Reputation: 43
My data frame is:
df <- data.frame(player = c("Taiwo Awoniyi/e5478b87", "Jacob Bruun Larsen/4e204552", "Andi Zeqiri/d01231f0"), goals = c(2,5,7))
I want to remove all numbers after the "/" in the "player" column. To ideally have:
df <- data.frame(player = c("Taiwo Awoniyi", "Jacob Bruun Larsen", "Andi Zeqiri"), goals = c(2,5,7))

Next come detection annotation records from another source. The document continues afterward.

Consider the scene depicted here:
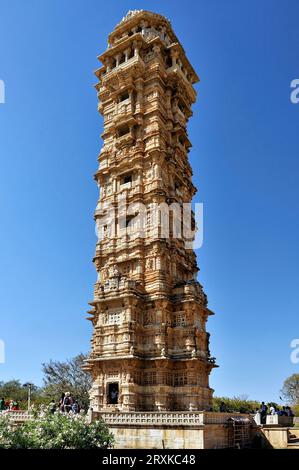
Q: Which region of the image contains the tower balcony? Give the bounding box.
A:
[95,276,144,301]
[101,55,145,85]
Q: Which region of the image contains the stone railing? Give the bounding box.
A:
[204,411,253,424]
[93,411,254,426]
[93,411,204,426]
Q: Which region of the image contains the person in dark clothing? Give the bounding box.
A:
[219,401,227,413]
[261,401,268,424]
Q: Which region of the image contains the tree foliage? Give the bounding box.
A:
[281,374,299,405]
[213,395,260,413]
[0,379,43,408]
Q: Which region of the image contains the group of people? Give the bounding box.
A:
[256,401,294,424]
[49,392,81,413]
[219,401,295,424]
[0,398,19,411]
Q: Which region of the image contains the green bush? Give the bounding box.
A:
[213,397,260,413]
[0,407,114,449]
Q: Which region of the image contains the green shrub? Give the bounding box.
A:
[0,407,114,449]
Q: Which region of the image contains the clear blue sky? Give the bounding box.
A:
[0,0,299,400]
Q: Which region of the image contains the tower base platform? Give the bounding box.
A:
[92,411,257,449]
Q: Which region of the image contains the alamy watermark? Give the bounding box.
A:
[290,78,299,104]
[95,195,203,250]
[290,338,299,364]
[0,80,5,104]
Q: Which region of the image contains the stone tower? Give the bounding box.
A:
[86,10,215,411]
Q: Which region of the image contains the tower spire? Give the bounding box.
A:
[86,10,215,411]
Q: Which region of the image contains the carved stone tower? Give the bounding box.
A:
[86,10,215,411]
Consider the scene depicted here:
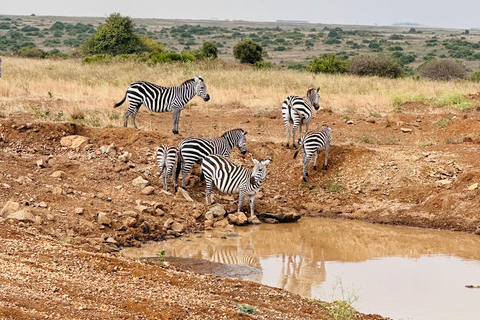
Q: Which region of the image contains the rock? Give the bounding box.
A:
[132,176,149,189]
[0,201,20,217]
[170,222,185,232]
[118,151,132,162]
[260,212,302,222]
[97,212,112,226]
[50,171,67,179]
[6,209,35,222]
[228,212,247,226]
[467,183,478,191]
[205,203,226,218]
[141,186,155,195]
[60,135,88,149]
[175,188,193,202]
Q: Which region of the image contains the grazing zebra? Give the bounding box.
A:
[114,76,210,134]
[157,144,178,191]
[293,125,332,182]
[176,129,247,189]
[202,155,271,218]
[282,88,320,148]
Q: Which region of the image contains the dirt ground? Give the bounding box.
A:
[0,93,480,319]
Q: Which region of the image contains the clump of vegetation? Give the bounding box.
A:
[350,56,402,78]
[307,53,350,73]
[233,39,263,64]
[418,59,467,81]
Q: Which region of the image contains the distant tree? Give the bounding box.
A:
[233,39,263,64]
[82,13,148,56]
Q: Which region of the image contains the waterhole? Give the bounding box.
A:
[124,218,480,320]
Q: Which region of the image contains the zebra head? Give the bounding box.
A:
[307,88,320,110]
[250,157,272,186]
[194,76,210,101]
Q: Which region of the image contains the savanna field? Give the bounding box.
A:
[0,40,480,319]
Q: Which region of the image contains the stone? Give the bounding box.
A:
[228,212,248,226]
[0,201,20,217]
[205,203,226,218]
[50,171,67,179]
[170,222,185,232]
[97,212,112,226]
[60,135,88,149]
[175,188,193,202]
[6,209,35,222]
[141,186,155,195]
[132,176,149,189]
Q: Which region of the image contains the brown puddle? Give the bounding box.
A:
[123,218,480,319]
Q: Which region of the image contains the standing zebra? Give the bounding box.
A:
[114,76,210,134]
[176,129,247,189]
[202,155,271,219]
[157,144,178,191]
[282,88,320,148]
[293,125,332,182]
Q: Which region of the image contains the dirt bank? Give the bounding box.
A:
[0,95,480,319]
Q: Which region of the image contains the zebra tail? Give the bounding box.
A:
[113,91,127,108]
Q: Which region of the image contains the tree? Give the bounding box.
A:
[82,13,148,55]
[233,39,263,64]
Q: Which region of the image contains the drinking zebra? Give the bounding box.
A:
[114,76,210,134]
[282,88,320,148]
[157,144,178,191]
[176,129,247,189]
[202,155,271,219]
[293,125,332,182]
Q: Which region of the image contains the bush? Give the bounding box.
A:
[307,53,349,73]
[418,59,467,81]
[233,39,263,64]
[350,56,402,78]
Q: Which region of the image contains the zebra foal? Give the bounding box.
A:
[114,76,210,134]
[282,88,320,148]
[157,144,178,191]
[177,129,247,189]
[293,125,332,182]
[202,155,271,218]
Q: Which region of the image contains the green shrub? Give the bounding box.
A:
[350,56,402,78]
[418,59,467,81]
[307,53,349,73]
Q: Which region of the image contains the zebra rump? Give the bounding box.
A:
[176,129,247,189]
[157,144,178,191]
[202,155,271,219]
[293,125,332,182]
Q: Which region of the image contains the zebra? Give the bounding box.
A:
[282,88,320,148]
[176,129,247,189]
[293,125,332,182]
[157,144,178,192]
[202,154,271,219]
[114,76,210,135]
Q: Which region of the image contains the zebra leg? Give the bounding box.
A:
[313,148,320,171]
[172,109,181,135]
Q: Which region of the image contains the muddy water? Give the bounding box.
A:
[124,218,480,320]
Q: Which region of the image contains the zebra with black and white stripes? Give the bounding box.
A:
[282,88,320,148]
[157,144,178,192]
[202,155,271,219]
[177,129,247,189]
[114,76,210,134]
[293,125,332,182]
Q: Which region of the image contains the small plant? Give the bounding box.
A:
[235,303,255,314]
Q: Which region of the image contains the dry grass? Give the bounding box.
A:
[0,57,478,126]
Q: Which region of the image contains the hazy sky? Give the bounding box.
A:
[0,0,480,29]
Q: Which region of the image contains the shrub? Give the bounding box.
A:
[307,53,349,73]
[350,56,402,78]
[233,39,263,64]
[418,59,467,81]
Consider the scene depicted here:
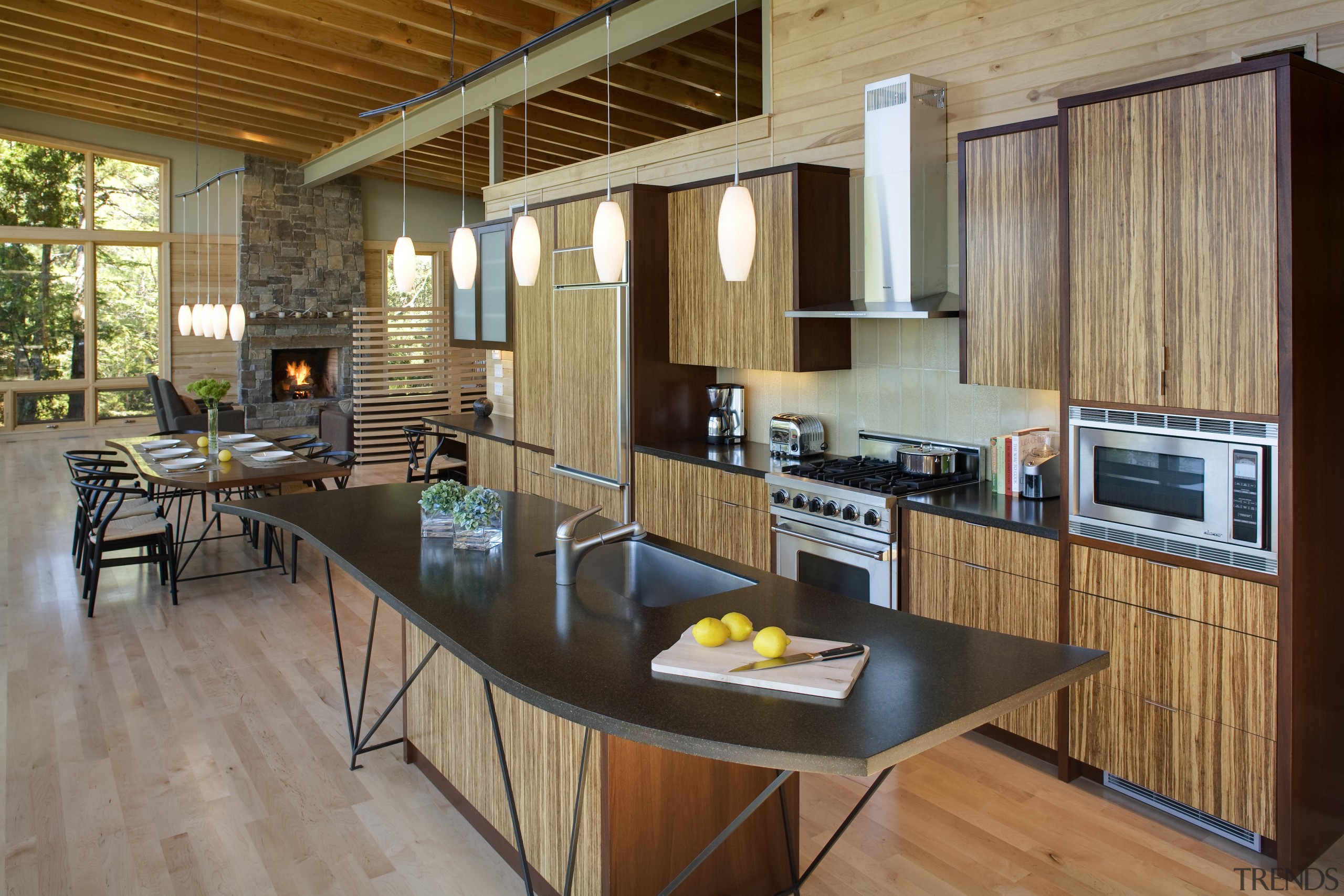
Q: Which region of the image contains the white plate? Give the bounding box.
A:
[163,457,206,470]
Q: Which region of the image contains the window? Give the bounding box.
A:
[0,134,168,431]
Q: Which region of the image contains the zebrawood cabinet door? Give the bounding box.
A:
[961,127,1059,389]
[513,207,555,447]
[1067,93,1166,404]
[1162,71,1278,414]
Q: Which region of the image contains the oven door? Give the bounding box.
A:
[771,517,895,607]
[1074,427,1231,547]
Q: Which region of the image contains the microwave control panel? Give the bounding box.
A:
[1233,449,1261,547]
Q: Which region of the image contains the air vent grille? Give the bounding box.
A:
[866,83,910,111]
[1068,407,1278,440]
[1068,520,1278,575]
[1102,771,1261,852]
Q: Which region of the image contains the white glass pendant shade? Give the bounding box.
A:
[513,215,542,286]
[393,236,415,293]
[593,199,625,283]
[228,302,247,343]
[453,227,476,289]
[719,185,755,283]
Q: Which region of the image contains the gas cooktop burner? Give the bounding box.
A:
[780,456,979,494]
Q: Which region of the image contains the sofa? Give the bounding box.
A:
[145,373,247,433]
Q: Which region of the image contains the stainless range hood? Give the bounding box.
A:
[785,74,961,319]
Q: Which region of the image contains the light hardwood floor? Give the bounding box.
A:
[0,437,1344,896]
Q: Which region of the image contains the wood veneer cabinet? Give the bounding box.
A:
[957,118,1059,389]
[668,165,849,371]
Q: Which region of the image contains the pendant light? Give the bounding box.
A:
[593,11,626,283]
[453,85,476,289]
[228,171,247,343]
[177,196,191,336]
[393,106,415,293]
[719,0,755,283]
[513,50,542,286]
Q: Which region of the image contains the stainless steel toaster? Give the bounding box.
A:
[770,414,826,457]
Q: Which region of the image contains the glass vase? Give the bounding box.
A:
[421,508,456,547]
[453,512,504,551]
[206,406,219,457]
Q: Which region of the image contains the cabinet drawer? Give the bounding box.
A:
[1068,591,1278,740]
[1068,544,1278,639]
[910,551,1059,747]
[1070,680,1275,837]
[687,463,770,511]
[907,511,1059,582]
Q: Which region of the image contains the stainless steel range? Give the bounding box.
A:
[765,431,981,607]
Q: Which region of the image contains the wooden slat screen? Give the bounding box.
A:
[353,308,487,463]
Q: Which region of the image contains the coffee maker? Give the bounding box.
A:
[704,383,747,445]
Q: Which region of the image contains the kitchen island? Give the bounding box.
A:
[218,483,1107,896]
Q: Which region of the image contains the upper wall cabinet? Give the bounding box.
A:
[668,165,849,371]
[1062,71,1278,415]
[957,118,1059,389]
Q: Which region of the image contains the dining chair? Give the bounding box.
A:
[70,470,177,618]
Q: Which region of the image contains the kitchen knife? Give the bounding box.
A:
[729,644,863,672]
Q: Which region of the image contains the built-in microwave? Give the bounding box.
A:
[1068,407,1278,572]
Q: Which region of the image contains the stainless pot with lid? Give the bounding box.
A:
[897,442,957,476]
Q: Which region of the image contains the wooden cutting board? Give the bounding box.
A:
[653,629,868,700]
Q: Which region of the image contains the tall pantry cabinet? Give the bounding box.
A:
[1059,54,1344,869]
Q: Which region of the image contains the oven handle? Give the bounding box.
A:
[770,525,887,560]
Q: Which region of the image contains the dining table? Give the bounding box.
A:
[106,433,350,582]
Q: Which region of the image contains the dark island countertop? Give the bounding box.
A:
[899,480,1060,540]
[421,414,513,445]
[215,483,1109,775]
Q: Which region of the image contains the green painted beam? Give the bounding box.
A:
[302,0,761,185]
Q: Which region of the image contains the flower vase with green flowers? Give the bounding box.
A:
[453,485,504,551]
[418,480,466,539]
[187,376,228,457]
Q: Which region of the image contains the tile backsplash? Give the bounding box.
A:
[719,319,1059,454]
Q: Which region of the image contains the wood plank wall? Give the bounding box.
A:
[484,0,1344,216]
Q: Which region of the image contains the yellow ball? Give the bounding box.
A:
[751,626,793,660]
[722,613,751,641]
[691,617,729,648]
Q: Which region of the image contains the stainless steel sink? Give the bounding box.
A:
[544,541,755,607]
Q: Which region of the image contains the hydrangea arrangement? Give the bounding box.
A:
[453,485,500,529]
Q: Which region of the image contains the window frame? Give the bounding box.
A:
[0,128,171,434]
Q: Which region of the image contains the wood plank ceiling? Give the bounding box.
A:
[0,0,762,194]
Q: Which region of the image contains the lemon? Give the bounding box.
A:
[691,617,729,648]
[722,613,751,641]
[751,626,793,660]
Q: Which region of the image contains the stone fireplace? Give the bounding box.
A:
[238,156,364,428]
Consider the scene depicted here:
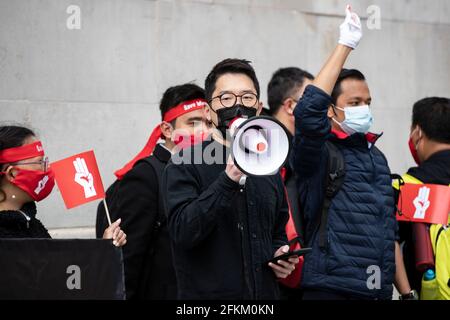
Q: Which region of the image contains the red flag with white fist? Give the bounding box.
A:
[51,150,105,209]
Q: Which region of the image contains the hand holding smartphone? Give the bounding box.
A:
[267,248,312,264]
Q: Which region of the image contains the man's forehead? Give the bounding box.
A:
[178,109,204,120]
[215,73,256,94]
[341,79,370,97]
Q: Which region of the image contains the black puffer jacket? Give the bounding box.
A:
[0,202,51,239]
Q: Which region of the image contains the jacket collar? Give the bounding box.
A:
[331,129,383,148]
[153,144,172,163]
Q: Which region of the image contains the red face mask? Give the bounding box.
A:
[174,131,208,150]
[408,137,420,165]
[11,168,55,201]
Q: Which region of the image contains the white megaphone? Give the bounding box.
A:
[230,116,291,176]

I am unsure of how to approach this since player names vary greatly in length and some numbers are larger than others.
Upvotes: 4
Views: 1283
Reputation: 72828
Using base R.
transform(df, player=gsub('/.+', '', player))
# player goals
# 1 Taiwo Awoniyi 2
# 2 Jacob Bruun Larsen 5
# 3 Andi Zeqiri 7
Upvotes: 4
Reputation: 78927
We could use separate
, added extra = 'drop'
(many thanks to Onyambu)
library(dplyr)
library(tidyr)
df %>%
separate(player, "player", sep="/", extra = 'drop')
player goals
1 Taiwo Awoniyi 2
2 Jacob Bruun Larsen 5
3 Andi Zeqiri 7
Upvotes: 5
Reputation: 21400
You can backreference the substring you want to keep by a negative character class allowing any characters except the /
:
df %>%
mutate(player = sub("([^/]+).*", "\\1", player))
player goals
1 Taiwo Awoniyi 2
2 Jacob Bruun Larsen 5
3 Andi Zeqiri 7
More simply, you can just remove anything that's a /
or a digit:
df %>%
mutate(player = gsub("[/0-9]", "", player))
In base R
syntax:
df$player <- gsub("[/0-9]", "", df$player)
Upvotes: 5
Reputation: 13319
Using dplyr
for the pipe and mutate
, we can gsub
everything after /
.
df %>%
mutate(player = gsub("\\/.*", "", player))
player goals
1 Taiwo Awoniyi 2
2 Jacob Bruun Larsen 5
3 Andi Zeqiri 7
Upvotes: 4